I Believed I Could Draw, and Then…
I remember drawing a person when I was 3.
I can actually remember seeing it as being perfectly representational.
I was so proud.
Every time someone saw it they would laugh at how cute the drawing was.
No one could appreciate how beautiful it was.
No one saw it how I saw it.
As I grew I saw that it looked less and less representational.
I quickly stopped believing that I could draw.
If I had been encouraged to keep drawing how I saw things as representational, even though to others it clearly wasn’t, I believe I would have been able to evolve that talent as I grew up and evolved.
The fact that it was viewed as a cute 3 year old drawing and dismissed affected me. I didn’t believe I could do any better. And honestly I never did get any better. Even as an adult that was pretty much the extent of my ability.
I Had To Reclaim a Lost Ability
It wasn’t until 35 years later that I took control of my own programming and decided that I wanted to draw. I actually saw that same drawing (my mom kept it) and it brought back a flood of memories. I can remember how proud of it I was. How happy it made me that I could draw a perfectly accurate picture of a person.
And I can remember how deflated I felt when no one else could see how beautiful it was.
At that point I decided I wanted to break the concept of my “realistic” ability and foster what I knew was my real inner brilliance all along.
After a short period of practice and reclaiming my belief in my brilliance (with absolutely NO evidence to support it) I suddenly accessed an ability to draw that was clearly repressed for many decades.
click on the picture to see more of my drawings!
I see my own personal experience as an example of how the realism approach actually diminished my ability rather than encouraged it.
It certainly didn’t give me an accurate idea of my ability!
Create a Powerful Belief
If I WAS told that the drawing was brilliant (because to me it was) and made to believe it, I could have maintained the ability to draw what I saw as beautiful. This beauty would have evolved as I grew.
As you can see from the album of my drawings, the ability was in there!!
I will say the same exact thing occurred with music and dance as well.
I was not encouraged as a dancer so I shut down thinking I was a great dancer.
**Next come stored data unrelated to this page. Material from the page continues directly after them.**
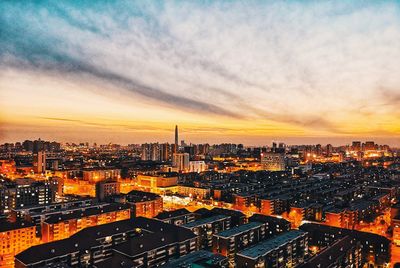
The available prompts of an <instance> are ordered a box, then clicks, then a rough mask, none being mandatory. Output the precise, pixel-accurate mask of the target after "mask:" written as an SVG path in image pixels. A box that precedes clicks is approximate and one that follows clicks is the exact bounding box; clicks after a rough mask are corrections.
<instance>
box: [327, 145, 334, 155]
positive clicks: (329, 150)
mask: <svg viewBox="0 0 400 268" xmlns="http://www.w3.org/2000/svg"><path fill="white" fill-rule="evenodd" d="M332 152H333V147H332V144H327V145H326V156H331V155H332Z"/></svg>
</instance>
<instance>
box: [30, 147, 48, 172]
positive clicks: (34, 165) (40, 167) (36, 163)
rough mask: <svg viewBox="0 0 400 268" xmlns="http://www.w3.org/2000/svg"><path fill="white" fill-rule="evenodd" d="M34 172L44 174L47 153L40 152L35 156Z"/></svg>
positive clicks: (33, 161)
mask: <svg viewBox="0 0 400 268" xmlns="http://www.w3.org/2000/svg"><path fill="white" fill-rule="evenodd" d="M33 171H34V172H35V173H44V172H45V171H46V152H45V151H38V152H36V153H34V154H33Z"/></svg>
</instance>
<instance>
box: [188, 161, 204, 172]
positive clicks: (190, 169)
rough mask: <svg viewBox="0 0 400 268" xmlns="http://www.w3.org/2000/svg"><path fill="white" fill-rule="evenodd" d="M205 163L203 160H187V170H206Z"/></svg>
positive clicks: (196, 171)
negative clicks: (189, 161) (198, 160)
mask: <svg viewBox="0 0 400 268" xmlns="http://www.w3.org/2000/svg"><path fill="white" fill-rule="evenodd" d="M206 169H207V165H206V163H205V162H204V161H190V162H189V172H197V173H200V172H203V171H206Z"/></svg>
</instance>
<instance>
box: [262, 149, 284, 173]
mask: <svg viewBox="0 0 400 268" xmlns="http://www.w3.org/2000/svg"><path fill="white" fill-rule="evenodd" d="M261 165H262V166H263V168H264V169H265V170H269V171H283V170H285V153H276V152H266V153H262V154H261Z"/></svg>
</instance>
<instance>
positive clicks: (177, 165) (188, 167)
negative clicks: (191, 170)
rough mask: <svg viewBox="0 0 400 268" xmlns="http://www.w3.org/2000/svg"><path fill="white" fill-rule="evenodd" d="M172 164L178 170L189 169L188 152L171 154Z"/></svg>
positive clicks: (185, 169) (183, 170) (188, 155)
mask: <svg viewBox="0 0 400 268" xmlns="http://www.w3.org/2000/svg"><path fill="white" fill-rule="evenodd" d="M172 166H173V167H175V168H177V169H178V170H179V171H188V170H189V154H188V153H176V154H173V157H172Z"/></svg>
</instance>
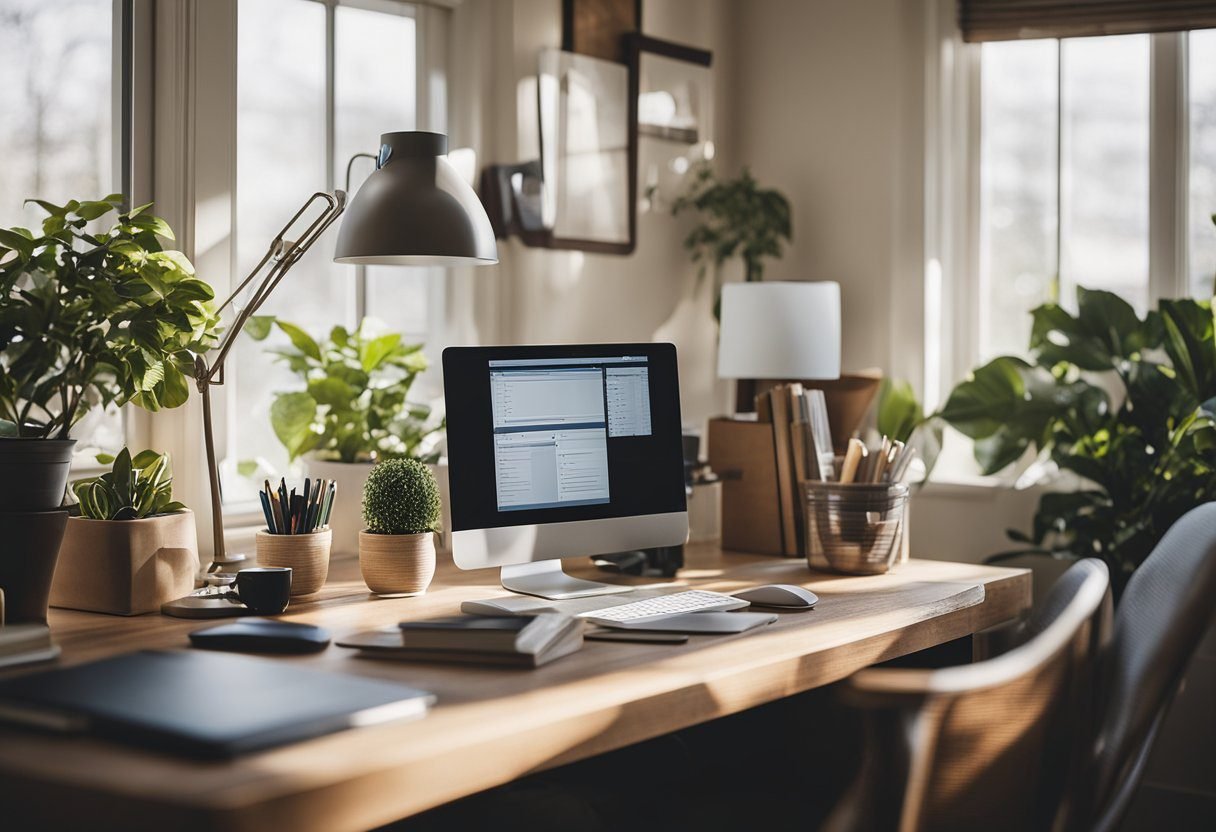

Now I am a great dancer. I have had my own dance company where I choreographed all the dances, wrote the music, made the costumes and we performed all over the city. I go dancing every weekend and it’s become one of the most important parts of my life.
Perspective is Everything
These skills were always in me and I was always capable of being talented.
Even though it wasn’t apparent in my level of skill at the time when looked at through an adult perspective!
The main problem with giving an “honest assessment” to children is that it can only be based upon our own perspective/experience/opinions.
Sometimes these are accurate, often time they are not.
Rarely is it ever useful to diminish the self-image of a young person.
We halt so much of their potential when we do this.
Kids get the message of what they’re worth and what they’re capable of from us.
How we see them has a huge impact on how they see themselves. And how they see themselves will affect everything they do, every decision they make and every relationship they are in.
Isn’t it better to think about inspiring and encouraging their perspective rather than imposing ours upon them? Doesn’t it make more sense to help kids believe in their potential rather than criticize their ability in the present moment?
You Have the Power
Every word we speak has so much power with young children.
This is why we must be vigilant with what we say to them.
We must watch every thought and every reaction.